Saturday, April 23, 2011

Bruno


Some books I devour in one sitting.  Some I devour in smaller chunks.  The latter approach is the one I have to take with 'The Evolution of Bruno Littlemore' by Benjamin Hale.  I bought it for myself as a treat based on the review written by NPR and the excerpt of the first few pages.  Since I started it last night I've had to start treating it like coffee.  My body can only take one cup of coffee at a time.  Even though I want more I know that I will overload and it will impair my mental capacity.  With this book I can only take one chunk at a time.  Any more and my brain doesn't properly process the happenings, the thought processes of Bruno and I really want to meaningfully absorb as much of this as possible.

Last night I came across these sentences:

"If you ever have children, tell them they must always be drunk.  Drunk on love, drunk on poetry, drunk on wine, it doesn't matter.  This world is too goddamn painful to waste a second of your existence sober." (p93).

There is a point in life when you realize that the world around you does not necessarily line up with the one you've built up in your head.  Essentially you have a clash with 'the real world'.  Some people hit upon this early through unfavorable circumstances.  I've led a sheltered life and have been truly fortunate.  My coping mechanism is to not let myself be "sober" mentally.  I stay in that constructed world in my head.  When I make myself sober-up, when I make myself be ever present in the moment it can be painful.  There are obviously times when I'm not in my own head - I teach, I study, I communicate (albeit poorly) - and during these times I have to be present.  I think I stay in my own little constructed world because of this:

"...we, and I mean humans, are meaning makers.  We do not discover the meanings of mysterious things, we invent them.  We make meanings because meaninglessness terrifies us above all things.  More than snakes, even.  More than falling, or the dark.  We trick ourselves into seeing meanings in things, when in fact all we are doing is grafting our meanings onto the universe to comfort ourselves.  We gild the chaos of the universe with our symbols.  To admit that something is meaningless is just like falling backward into darkness." (p184)

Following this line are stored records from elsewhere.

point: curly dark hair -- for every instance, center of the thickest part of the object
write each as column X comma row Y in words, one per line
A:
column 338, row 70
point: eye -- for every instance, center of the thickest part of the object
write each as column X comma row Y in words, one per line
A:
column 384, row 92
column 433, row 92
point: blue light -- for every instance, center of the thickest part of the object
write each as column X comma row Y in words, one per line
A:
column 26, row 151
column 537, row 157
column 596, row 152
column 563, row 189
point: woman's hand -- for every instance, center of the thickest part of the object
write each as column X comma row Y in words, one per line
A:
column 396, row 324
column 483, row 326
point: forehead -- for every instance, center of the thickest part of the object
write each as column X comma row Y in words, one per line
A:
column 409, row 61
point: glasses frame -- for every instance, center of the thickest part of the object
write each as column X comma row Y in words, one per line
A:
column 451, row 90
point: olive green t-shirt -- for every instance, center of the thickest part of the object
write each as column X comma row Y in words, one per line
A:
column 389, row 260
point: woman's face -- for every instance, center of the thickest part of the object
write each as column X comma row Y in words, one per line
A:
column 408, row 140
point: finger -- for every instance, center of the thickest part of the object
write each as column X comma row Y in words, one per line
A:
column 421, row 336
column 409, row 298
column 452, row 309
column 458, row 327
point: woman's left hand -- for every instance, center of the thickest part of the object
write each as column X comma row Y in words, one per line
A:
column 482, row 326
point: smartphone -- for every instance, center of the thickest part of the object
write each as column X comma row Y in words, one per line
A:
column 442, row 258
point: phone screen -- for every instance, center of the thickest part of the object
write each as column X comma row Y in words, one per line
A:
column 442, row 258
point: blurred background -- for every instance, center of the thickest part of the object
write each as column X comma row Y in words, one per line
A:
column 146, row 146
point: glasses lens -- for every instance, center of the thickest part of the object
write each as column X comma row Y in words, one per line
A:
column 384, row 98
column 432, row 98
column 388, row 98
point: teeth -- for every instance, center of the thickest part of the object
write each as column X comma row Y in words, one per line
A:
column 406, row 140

When I'm in 'the real world' I find a void of meaning.  In my own mind just being is meaning enough, but put into the context of the world, the galaxy, the universe - what is my purpose?  I've shed my previous ideas of purpose (spreading the word of God, trying to be a good Christian so that I could get to Heaven, more importantly avoid hell, etc), the constructs I used to gild over the chaos of the universe.  My guideline now is just to be - but outside that?  I'm lost.

This is why I like thoughtful novels (among other types).  This book may not give me any answers, but its bringing up ideas to contemplate.